1

I have a file, that contains JSON string. Long string. Approx 700k symbols.

I'm trying to deserialize it.

But it contains symbols like \r and \n that should be replaces with comma ,.

I've tried to do it with Regex, but it stuck on it without error.

private static readonly Regex Pattern = new Regex("(\r\n|\r|\n)", RegexOptions.Compiled | RegexOptions.IgnoreCase);

Pattern.Replace(dataString, ",");

Also tried to convert string into StringBuilder and use simple .Replace

private readonly IDictionary<string, string> replacements = new Dictionary<string, string> { { "\r\n", "," }, { "\r", "," }, { "\n", "," } };

foreach (var replacement in this.replacements)
{
     dataStringBuilder.Replace(replacement.Key, replacement.Value);
}

The second case was better but till the time when the file becomes larger. So now I receive stuck for both cases.

Are there any other recommended faster solutions?

demo
  • 6,038
  • 19
  • 75
  • 149

1 Answers1

2

You could use a naïve approach of manually copying the string, converting line breaks yourself. This enables you to iterate the underlying character array only once, and avoids costly reallocations of string/StringBuilder objects:

char[] converted = new char[input.Length];
int pos = 0;
bool lastWasCr = false;
foreach(char c in input)
{
    if(c == '\r')
    {
        converted[pos++] = ',';
        lastWasCr = true;
    }
    else
    {
        if(c == '\n')
        {
            if(!lastWasCr)
                converted[pos++] = ',';
        }
        else
            converted[pos++] = c;
        lastWasCr = false;
    }
}
string output = new string(converted, 0, pos);

This loop iterates over every character, and detects and replaces line breaks. Note that we have to keep track of recent carriage returns (\r), to avoid double , on Windows line breaks (\r\n).

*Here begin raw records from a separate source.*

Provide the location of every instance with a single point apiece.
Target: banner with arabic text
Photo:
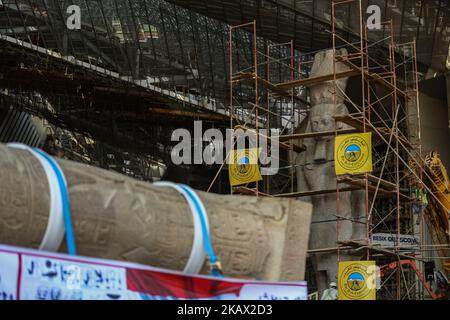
(37, 275)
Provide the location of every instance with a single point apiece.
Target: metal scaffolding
(269, 91)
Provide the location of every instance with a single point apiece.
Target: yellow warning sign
(244, 166)
(357, 280)
(353, 153)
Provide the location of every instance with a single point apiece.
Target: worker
(331, 293)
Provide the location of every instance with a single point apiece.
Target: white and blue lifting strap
(201, 246)
(60, 220)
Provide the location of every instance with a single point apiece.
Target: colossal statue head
(323, 66)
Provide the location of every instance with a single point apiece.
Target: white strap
(54, 234)
(198, 253)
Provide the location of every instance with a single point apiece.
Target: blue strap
(206, 238)
(65, 202)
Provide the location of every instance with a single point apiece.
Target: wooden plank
(315, 80)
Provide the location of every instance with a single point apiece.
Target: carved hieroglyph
(315, 171)
(117, 217)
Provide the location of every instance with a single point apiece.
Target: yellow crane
(439, 184)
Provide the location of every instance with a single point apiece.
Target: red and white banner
(37, 275)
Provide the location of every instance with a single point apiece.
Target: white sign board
(390, 240)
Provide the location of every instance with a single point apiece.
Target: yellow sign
(353, 153)
(244, 166)
(357, 280)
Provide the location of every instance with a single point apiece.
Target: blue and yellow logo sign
(244, 167)
(353, 153)
(357, 280)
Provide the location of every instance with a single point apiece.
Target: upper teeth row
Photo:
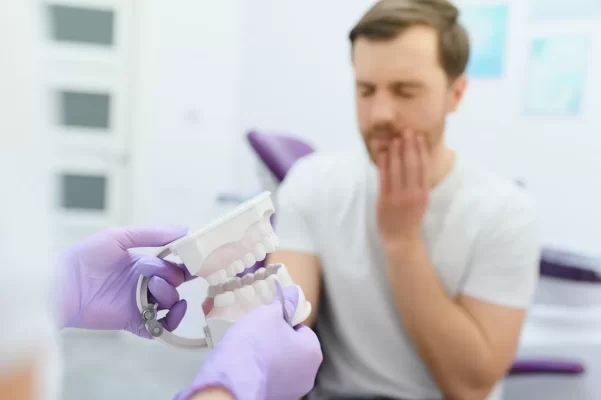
(252, 289)
(258, 253)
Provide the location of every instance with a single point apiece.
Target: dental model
(217, 253)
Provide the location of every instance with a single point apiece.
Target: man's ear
(456, 91)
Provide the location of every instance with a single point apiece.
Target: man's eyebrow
(401, 84)
(364, 83)
(408, 84)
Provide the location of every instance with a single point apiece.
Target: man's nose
(383, 109)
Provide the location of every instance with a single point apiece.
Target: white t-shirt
(481, 237)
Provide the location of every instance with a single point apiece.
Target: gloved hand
(98, 278)
(261, 357)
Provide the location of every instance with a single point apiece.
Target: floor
(101, 366)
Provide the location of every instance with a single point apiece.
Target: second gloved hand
(98, 278)
(261, 357)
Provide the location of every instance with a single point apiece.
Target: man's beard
(433, 137)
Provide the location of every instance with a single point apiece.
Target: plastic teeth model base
(228, 301)
(217, 253)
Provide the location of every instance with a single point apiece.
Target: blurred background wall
(146, 104)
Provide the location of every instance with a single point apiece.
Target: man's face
(400, 84)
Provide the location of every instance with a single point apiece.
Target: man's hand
(99, 277)
(404, 188)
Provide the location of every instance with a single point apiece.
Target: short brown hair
(388, 18)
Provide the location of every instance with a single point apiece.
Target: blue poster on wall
(487, 29)
(541, 9)
(556, 75)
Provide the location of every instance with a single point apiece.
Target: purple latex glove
(99, 275)
(261, 357)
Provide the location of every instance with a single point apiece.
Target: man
(420, 264)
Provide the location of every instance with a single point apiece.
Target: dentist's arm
(214, 394)
(246, 363)
(19, 382)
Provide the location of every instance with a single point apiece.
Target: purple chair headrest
(560, 264)
(278, 152)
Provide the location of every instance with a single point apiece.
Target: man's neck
(443, 160)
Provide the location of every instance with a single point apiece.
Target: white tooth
(260, 274)
(248, 279)
(225, 299)
(262, 290)
(265, 226)
(231, 271)
(249, 260)
(274, 240)
(238, 266)
(284, 277)
(269, 246)
(217, 277)
(232, 284)
(259, 252)
(214, 291)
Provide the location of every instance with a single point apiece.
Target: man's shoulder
(497, 198)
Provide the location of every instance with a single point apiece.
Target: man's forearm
(447, 338)
(213, 394)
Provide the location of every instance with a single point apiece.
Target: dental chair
(543, 366)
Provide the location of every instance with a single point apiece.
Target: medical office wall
(84, 72)
(529, 112)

I compared your two approaches with the code above, using a random 650kb text file, and performing 1000 iterations of each implementation.

Results:

  • Regex.Replace: 62.3233sec (this does not even include initialization like compiling the regex)
  • StringBuilder.Replace: 7.0622sec (fixed version as indicated in a comment to your question)
  • Char-wise loop with if statement: 2.3862sec
janw
  • 8,758
  • 11
  • 40
  • 62